BrowseComp Long Context 256k is a text benchmark evaluating models on reasoning and search tasks. LLM Stats tracks 2 models on this benchmark, scored on a 0–1 scale. The current average is 0.9, with the leader at 0.9.

Compare leaders on the best AI for reasoning and best AI for search leaderboards.

Current leaders

GPT-5.2 from OpenAI currently leads the BrowseComp Long Context 256k leaderboard with a score of 0.898 across 2 evaluated AI models.

1GPT-5.2OpenAI89.8%
2GPT-5OpenAI88.8%

Source paper

Title
BrowseComp: A Simple Yet Challenging Benchmark for Browsing Agents
Authors
Jason Wei, Zhiqing Sun, Spencer Papay, Scott McKinney, and 6 others
Published
Abstract

We present BrowseComp, a simple yet challenging benchmark for measuring the ability for agents to browse the web. BrowseComp comprises 1,266 questions that require persistently navigating the internet in search of hard-to-find, entangled information. Despite the difficulty of the questions, BrowseComp is simple and easy-to-use, as predicted answers are short and easily verifiable against reference answers. BrowseComp for browsing agents can be seen as analogous to how programming competitions are an incomplete but useful benchmark for coding agents. While BrowseComp sidesteps challenges of a true user query distribution, like generating long answers or resolving ambiguity, it measures the important core capability of exercising persistence and creativity in finding information. BrowseComp can be found at https://github.com/openai/simple-evals.

FAQ

Common questions about the BrowseComp Long Context 256k benchmark and leaderboard.

What is the BrowseComp Long Context 256k benchmark?

BrowseComp is a benchmark for measuring the ability of agents to browse the web, comprising 1,266 questions that require persistently navigating the internet in search of hard-to-find, entangled information. Despite the difficulty of the questions, BrowseComp is simple and easy-to-use, as predicted answers are short and easily verifiable against reference answers. The benchmark focuses on questions where answers are obscure, time-invariant, and well-supported by evidence scattered across the open web.

What is the BrowseComp Long Context 256k leaderboard?

The BrowseComp Long Context 256k leaderboard ranks 2 AI models based on their performance on this benchmark. Currently, GPT-5.2 by OpenAI leads with a score of 0.898. The average score across all models is 0.893.

What is the highest BrowseComp Long Context 256k score?

The highest BrowseComp Long Context 256k score is 0.898, achieved by GPT-5.2 from OpenAI.

How many models are evaluated on BrowseComp Long Context 256k?

2 models have been evaluated on the BrowseComp Long Context 256k benchmark, with 0 verified results and 2 self-reported results.

Where can I find the BrowseComp Long Context 256k paper?

The BrowseComp Long Context 256k paper is available at https://arxiv.org/abs/2504.12516. The paper details the methodology, dataset construction, and evaluation criteria.

What categories does BrowseComp Long Context 256k cover?

BrowseComp Long Context 256k is categorized under reasoning and search.
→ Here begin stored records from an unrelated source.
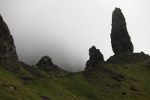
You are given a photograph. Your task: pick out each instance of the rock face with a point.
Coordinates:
(120, 39)
(7, 47)
(95, 57)
(45, 63)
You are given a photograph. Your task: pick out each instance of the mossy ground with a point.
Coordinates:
(107, 82)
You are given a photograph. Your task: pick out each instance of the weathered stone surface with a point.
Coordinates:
(120, 39)
(95, 57)
(7, 46)
(45, 63)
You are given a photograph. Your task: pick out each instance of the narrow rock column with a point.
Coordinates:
(120, 39)
(7, 46)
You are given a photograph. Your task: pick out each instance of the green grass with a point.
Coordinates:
(108, 82)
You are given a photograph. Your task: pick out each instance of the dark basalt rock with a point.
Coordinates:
(7, 46)
(46, 64)
(95, 57)
(120, 39)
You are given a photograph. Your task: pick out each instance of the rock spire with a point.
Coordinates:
(120, 39)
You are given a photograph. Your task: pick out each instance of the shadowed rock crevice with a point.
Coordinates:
(120, 39)
(46, 64)
(96, 57)
(7, 46)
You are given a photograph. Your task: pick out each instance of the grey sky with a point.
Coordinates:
(66, 29)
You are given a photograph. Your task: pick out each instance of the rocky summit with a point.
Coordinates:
(120, 39)
(7, 46)
(95, 57)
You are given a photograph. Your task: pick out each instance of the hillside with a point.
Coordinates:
(103, 82)
(124, 76)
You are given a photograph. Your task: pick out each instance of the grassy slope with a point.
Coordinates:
(110, 82)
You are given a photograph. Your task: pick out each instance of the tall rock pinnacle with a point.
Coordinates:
(120, 39)
(95, 57)
(7, 46)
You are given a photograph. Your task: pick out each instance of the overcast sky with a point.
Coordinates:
(66, 29)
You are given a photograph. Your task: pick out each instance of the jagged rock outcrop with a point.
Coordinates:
(7, 46)
(46, 64)
(120, 39)
(95, 57)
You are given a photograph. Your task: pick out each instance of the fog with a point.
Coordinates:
(66, 29)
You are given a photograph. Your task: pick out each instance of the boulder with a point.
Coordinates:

The benchmark evaluates text models.

What's the difference between BrowseComp Long Context 256k and BrowseComp?

BrowseComp Long Context 256k is a variant of BrowseComp. See the BrowseComp leaderboard for the broader benchmark and per-model comparison.

Which model offers the best value on BrowseComp Long Context 256k?

Among models scoring within 10% of the leader, GPT-5.2 from OpenAI is the cheapest, at $1.75 per million input tokens with a score of 0.898.

How recent are the BrowseComp Long Context 256k leaderboard results?

The BrowseComp Long Context 256k leaderboard was last updated in June 2026 and currently includes 2 evaluated models.